Well first off I can see how this is going to be a useful tool in the ever present attempt to
really become the person I like to fool myself into believing I am while my actions would state otherwise. All these years and I still haven't been able to reign in my emotions and behavior yet. I need to stop losing my temper.
Do you guys have a sort of duality going on in your minds or is that just me? Sort of having a panic attack feeling in regards to that. I guess all I can do is just keep on trying to remember. Anyways, I think that part of it is for me.

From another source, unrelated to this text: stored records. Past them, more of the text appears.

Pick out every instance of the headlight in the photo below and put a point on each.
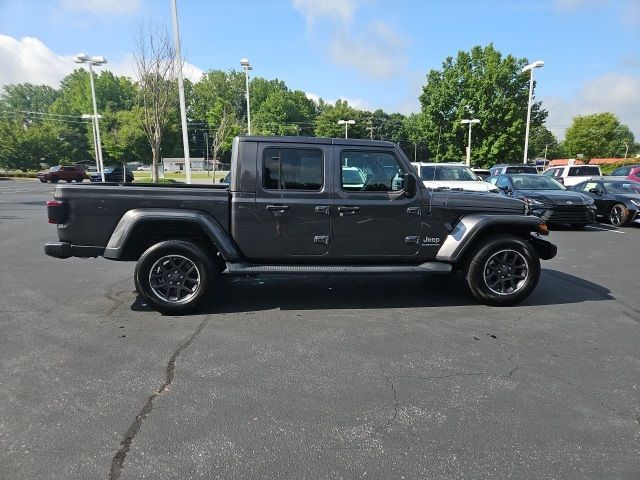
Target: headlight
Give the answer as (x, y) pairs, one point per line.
(532, 201)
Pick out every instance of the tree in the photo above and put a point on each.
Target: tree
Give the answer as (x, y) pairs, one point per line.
(597, 135)
(485, 85)
(285, 113)
(156, 68)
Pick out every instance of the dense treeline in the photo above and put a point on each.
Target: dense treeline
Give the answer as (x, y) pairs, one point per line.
(43, 125)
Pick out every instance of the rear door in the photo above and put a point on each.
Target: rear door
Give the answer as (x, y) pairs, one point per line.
(374, 219)
(293, 199)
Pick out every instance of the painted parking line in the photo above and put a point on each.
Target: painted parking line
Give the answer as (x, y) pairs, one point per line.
(592, 227)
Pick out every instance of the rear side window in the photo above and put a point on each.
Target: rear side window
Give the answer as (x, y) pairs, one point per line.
(376, 171)
(292, 169)
(522, 169)
(583, 171)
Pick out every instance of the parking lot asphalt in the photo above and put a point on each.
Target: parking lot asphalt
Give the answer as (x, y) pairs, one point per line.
(316, 376)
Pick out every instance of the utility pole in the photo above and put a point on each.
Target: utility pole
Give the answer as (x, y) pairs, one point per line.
(206, 155)
(370, 128)
(183, 109)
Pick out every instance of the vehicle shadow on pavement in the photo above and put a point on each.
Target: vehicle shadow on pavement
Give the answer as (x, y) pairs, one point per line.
(320, 292)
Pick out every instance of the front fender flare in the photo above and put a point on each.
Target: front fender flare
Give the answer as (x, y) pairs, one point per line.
(471, 226)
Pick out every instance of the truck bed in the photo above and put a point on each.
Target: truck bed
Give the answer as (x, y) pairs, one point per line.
(101, 206)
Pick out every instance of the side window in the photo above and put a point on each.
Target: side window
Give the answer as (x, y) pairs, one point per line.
(292, 169)
(368, 171)
(585, 187)
(503, 182)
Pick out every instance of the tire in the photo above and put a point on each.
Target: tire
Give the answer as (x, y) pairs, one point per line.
(618, 215)
(181, 263)
(496, 256)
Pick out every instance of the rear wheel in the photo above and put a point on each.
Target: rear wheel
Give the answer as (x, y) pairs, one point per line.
(174, 275)
(502, 270)
(618, 215)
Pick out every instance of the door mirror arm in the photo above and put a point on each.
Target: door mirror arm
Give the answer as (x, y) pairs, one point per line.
(410, 184)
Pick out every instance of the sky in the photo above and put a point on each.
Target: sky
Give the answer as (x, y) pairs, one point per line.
(373, 53)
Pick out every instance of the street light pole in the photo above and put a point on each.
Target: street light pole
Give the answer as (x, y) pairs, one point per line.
(471, 122)
(94, 61)
(346, 124)
(183, 109)
(247, 66)
(529, 68)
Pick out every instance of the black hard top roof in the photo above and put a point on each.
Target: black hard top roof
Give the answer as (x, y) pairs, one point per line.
(317, 140)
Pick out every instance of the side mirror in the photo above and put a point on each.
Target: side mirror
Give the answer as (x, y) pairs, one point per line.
(410, 184)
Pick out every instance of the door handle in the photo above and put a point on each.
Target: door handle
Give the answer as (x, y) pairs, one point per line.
(279, 208)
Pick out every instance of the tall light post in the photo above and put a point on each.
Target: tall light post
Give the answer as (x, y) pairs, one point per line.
(247, 66)
(87, 116)
(471, 122)
(529, 68)
(94, 62)
(183, 109)
(346, 124)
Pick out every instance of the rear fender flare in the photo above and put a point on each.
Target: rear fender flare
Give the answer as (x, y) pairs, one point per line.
(133, 218)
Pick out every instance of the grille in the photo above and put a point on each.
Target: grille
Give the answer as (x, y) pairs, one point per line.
(568, 214)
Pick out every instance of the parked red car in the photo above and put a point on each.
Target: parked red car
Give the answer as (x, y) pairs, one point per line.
(632, 172)
(63, 172)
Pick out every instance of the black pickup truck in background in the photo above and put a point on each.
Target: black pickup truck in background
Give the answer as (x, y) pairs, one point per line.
(301, 205)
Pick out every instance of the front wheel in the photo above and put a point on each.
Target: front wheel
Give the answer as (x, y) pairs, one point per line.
(502, 270)
(173, 276)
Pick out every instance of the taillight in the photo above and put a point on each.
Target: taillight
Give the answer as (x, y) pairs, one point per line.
(56, 211)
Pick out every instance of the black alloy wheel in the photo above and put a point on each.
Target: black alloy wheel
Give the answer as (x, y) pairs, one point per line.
(502, 270)
(174, 275)
(618, 215)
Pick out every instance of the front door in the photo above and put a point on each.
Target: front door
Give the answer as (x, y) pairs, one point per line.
(293, 200)
(373, 217)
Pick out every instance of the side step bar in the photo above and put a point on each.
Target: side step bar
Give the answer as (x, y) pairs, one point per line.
(250, 268)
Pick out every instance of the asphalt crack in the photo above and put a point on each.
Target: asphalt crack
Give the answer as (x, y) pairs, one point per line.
(396, 403)
(117, 463)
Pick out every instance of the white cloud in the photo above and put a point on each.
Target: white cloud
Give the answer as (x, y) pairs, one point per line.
(30, 60)
(314, 9)
(373, 49)
(102, 7)
(612, 92)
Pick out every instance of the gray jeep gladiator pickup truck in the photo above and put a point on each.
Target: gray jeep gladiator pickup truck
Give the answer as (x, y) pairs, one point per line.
(301, 205)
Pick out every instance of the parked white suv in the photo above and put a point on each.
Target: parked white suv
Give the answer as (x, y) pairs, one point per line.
(455, 176)
(570, 175)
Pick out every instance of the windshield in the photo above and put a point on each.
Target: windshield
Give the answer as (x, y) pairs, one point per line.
(622, 187)
(535, 182)
(448, 172)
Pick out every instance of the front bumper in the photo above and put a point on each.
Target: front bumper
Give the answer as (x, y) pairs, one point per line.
(545, 249)
(66, 250)
(577, 214)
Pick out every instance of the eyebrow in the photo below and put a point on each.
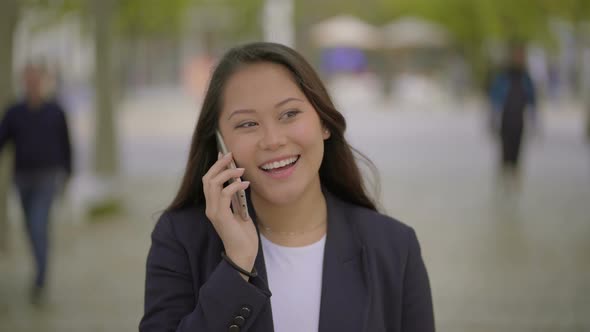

I heard a ringing, and then my wall of dvd's started to get wavy so I closed my eyes and that three d geometry started into sort of a tunnel like a back drop. In the center were translucent faces, like alien faces kind of. Maybe 5-6 that appeared 1 at a time and then disappear in a fade in/fade out style. There was also what I think was a woman in a sitting posture similar to when you're at karate class and you sit on your feet. They just sort of faded in and after a few seconds faded out. The rest of it was focused mainly on how I need to live a more peaceful life and how I have my face too deep into the beehive of life and take it too seriously when what I need to do is relax, remember "it" and be much more forgiving of people when they piss me off, which would never happen if I wasn't taking petty things so serious.
Once the initial sting wears off I may try to go a little deeper and see if I can get a better look at those faces or the woman if they're still there. I guess once you're told you're acting like an ass sets in and you accept it, it leaves more time for looking around at the other things going on.
All in all not what I expected. I thought it was going to be more violent than that similar to some of my more chaotic salvia experiences but this was real smooth and gentle. Probably not a massive dose but a perfect introduction. I see good things coming from this. Thanks for all the help guys.